Another smart move is to practice trading with paper accounts during outages or glitches. That keeps your skills sharp and prevents panic trades once things return to normal.
Handling these challenges might seem like extra work, but it lays the foundation for confident trading. It keeps surprises low and helps traders in Pakistan make the most out of combining TradingView's detailed analysis with Deriv's practical trading environment.
Trading in Pakistan means navigating unique local conditions, from time differences to currency quirks. When you're using TradingView alongside Deriv, knowing how to adjust to these factors can make a real difference in your trading efficiency and outcomes. This section sheds light on practical tips, helping you make the most out of both platforms while keeping the local landscape in mind.
Pakistan Standard Time (PKT) is UTC+5, which occasionally causes a mismatch with the official market hours of some international assets. For instance, the New York Stock Exchange closes late night in PKT, meaning traders in Pakistan might be active during odd hours. It becomes essential to set your TradingView charts and Deriv platform to your local time zone or at least be aware of it, so you don’t get caught staring at screens when major markets are closed. TradingView allows you to customize your chart's timezone under the settings, ensuring you spot market opening times and key events relevant to your schedule.
Trading on Deriv involves a mix of global assets that might be priced in USD, EUR, or other currencies. Since your account balance and trades might convert to or from the Pakistani Rupee (PKR), understanding current conversion rates can save you from nasty surprises. Use reliable currency converters or watchlists on TradingView to track PKR against your trading instrument's currency. This awareness aids in evaluating your real profit or loss in local terms and can influence your entry and exit strategies.

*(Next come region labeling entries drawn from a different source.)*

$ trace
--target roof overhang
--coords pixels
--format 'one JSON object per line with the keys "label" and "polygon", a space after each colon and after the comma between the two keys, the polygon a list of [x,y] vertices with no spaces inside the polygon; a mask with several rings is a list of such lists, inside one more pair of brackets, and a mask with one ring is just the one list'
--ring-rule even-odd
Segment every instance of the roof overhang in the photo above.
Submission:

The financial sector in Pakistan is regulated by the Securities and Exchange Commission of Pakistan (SECP), but the forex and CFD markets have some gray areas. While Deriv is globally regulated and offers safe trading, it's crucial to be aware of local laws on online trading and taxation. Traders should consult local advisors to understand tax obligations for profits made on these platforms. Staying compliant helps avoid legal troubles and creates a smoother trading experience.
TradingView and Deriv both offer responsive platforms, meaning you can monitor charts on your laptop while executing trades on your phone or tablet. This multi-device setup is especially handy in Pakistan, where internet reliability can vary. For example, if your Wi-Fi goes down at home, you can switch to mobile data on your phone to keep an eye on alerts or close trades quickly. Managing devices effectively keeps you in control and nimble.

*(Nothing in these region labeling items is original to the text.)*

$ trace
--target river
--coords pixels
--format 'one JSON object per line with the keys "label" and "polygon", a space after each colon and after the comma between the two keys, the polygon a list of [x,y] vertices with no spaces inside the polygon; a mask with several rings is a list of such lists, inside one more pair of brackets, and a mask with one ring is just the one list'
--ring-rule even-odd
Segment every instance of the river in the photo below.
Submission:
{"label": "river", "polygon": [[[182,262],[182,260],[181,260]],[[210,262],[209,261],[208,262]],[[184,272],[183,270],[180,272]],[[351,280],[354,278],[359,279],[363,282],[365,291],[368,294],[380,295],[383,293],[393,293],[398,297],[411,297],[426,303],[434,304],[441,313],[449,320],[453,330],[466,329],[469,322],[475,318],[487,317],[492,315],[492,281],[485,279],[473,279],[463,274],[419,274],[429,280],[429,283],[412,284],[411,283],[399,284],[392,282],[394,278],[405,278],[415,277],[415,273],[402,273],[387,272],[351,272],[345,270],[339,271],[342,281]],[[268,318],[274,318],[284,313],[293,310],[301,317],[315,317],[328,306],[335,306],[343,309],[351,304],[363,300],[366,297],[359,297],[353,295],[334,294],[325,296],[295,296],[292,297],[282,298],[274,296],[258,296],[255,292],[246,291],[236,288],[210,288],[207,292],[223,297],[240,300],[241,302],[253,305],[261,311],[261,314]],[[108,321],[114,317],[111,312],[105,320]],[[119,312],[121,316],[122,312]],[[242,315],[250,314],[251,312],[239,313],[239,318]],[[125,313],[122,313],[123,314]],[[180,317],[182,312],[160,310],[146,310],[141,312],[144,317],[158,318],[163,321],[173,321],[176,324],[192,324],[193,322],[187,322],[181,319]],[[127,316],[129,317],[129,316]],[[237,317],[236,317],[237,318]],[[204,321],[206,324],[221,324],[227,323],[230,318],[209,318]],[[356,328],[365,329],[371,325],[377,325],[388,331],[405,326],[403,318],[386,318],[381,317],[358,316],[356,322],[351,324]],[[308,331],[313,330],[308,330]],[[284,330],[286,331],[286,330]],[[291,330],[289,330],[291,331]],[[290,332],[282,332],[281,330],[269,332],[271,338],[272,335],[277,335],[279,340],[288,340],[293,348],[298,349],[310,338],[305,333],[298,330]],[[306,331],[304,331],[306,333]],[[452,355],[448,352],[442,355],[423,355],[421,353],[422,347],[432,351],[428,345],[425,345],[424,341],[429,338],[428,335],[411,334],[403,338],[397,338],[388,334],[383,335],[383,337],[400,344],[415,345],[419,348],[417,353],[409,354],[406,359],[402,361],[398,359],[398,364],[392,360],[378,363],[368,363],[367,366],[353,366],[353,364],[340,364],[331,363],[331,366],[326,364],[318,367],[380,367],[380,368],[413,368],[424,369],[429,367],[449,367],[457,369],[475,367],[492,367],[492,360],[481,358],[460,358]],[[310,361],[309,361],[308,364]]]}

Alerts can be a lifesaver when you can’t watch the charts all day. TradingView lets you set highly specific notifications for price levels, indicator crossovers, or trend changes, which get pushed as notifications to your mobile or email. For a Pakistani trader juggling work or family, this means you’re only disturbed when real opportunities arise, cutting down screen time and stress. Tailor alerts to key Deriv instruments and pair them with your trading plan to act quickly without missing the boat.
Markets never stop moving, and neither should your education. Platforms like TradingView have active communities where traders share scripts, strategies, and insights. Pakistani traders can participate in local or international webinars, follow expert analysts, and experiment with demo accounts on Deriv. Treat each trade as a lesson and review your performance regularly. Continuous learning turns small wins into lasting skills and helps avoid repeating mistakes.
Staying sharp and adaptable is just as important as having the right tools. By tailoring your use of TradingView and Deriv to fit Pakistan’s unique trading landscape, you boost your chances for success without burning out or risking avoidable errors.